Every month, my grandmother, my uncle’s wife, my aunts and my mother would prepare in the early morning to visit my uncle, although only two would be  allowed to see him each time. They would wake before dawn, cook foods he couldn’t get in prison, then start the journey from Gaza to Nafha Prison near Beersheba.

My mother recalls this journey as long and demeaning. The group would spend the whole day traveling to see my uncle for only half an hour. Some days they would come back to Gaza without having seen him because he was in the prison hospital or solitary confinement. As they passed through many checkpoints, Israeli soldiers used dogs to search them, which was frightening and humiliating them. On some days, they spent many hours waiting in very hot or cold weather.
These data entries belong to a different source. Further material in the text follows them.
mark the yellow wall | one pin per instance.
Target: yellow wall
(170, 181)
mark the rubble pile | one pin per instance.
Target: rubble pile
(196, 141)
My grandmother was illiterate, but she always waited impatiently for mail from my uncle, delivered by his lawyer, who would read the letters to her. These letters were like a treasure to her; she never let us touch them when we were children. But I was always curious about my uncle, so I would search for the letters and read them.

infographic
Courtesy of the European Coalition for Palestinian Prisoners' Rights

My uncle expressed his love and longing for all of us and would ask about each family member. Like my father, he tried not to mention the brutality he was facing and instead said he was doing okay. The first letter I ever wrote was to him was when I was 10 years old – to a prisoner I had never met because he was jailed before I was born.  

In June 2006, after Hamas captured Israeli soldier Gilad Shalit, the Israeli government barred Palestinians from Gaza from visiting their relatives in prison. After that, my family didn’t see my uncle. My grandmother and grandfather died the next year, never seeing their son again.

During this period, every Saturday at 6 p.m. my mother would sit by the phone and wait for it to ring. Although my uncle was not allowed to call from prison, he would try his best to phone in secret. All of us would sit around her in silence.

When I had the opportunity to talk to him, he always urged me to do well in school and would promise me gifts if I got high marks. I still remember the sweet taste of the chocolate he sent me through my mother; it was delicious! I would always tell him how much I loved him and missed him, even though I had never met him face to face. He was a human, husband and beloved uncle. I was eager to meet him. 

The release

In October 2011, I was a university student, no longer the child who searched secretly for her uncle’s letters. On a Saturday evening, we gathered as usual in the near-dark. The phone rang. My father answered and someone said many prisoners would be freed soon – my uncle among them. On October 18, he was released as part of the prisoner swap for Gilad Shalit.   

Now it is 2016, and my uncle sometimes joins us in our shadowy evenings. He is not the same person after all of those years of imprisonment; he talks very little. However, my uncle is free, and he and his wife had their first son recently.

Although he was liberated, there still are more than 7,000 Palestinian prisoners trapped in Israel's prisons. This year, on the 17th of April – Palestinian Prisoners’ Day, no one can know when they will be free.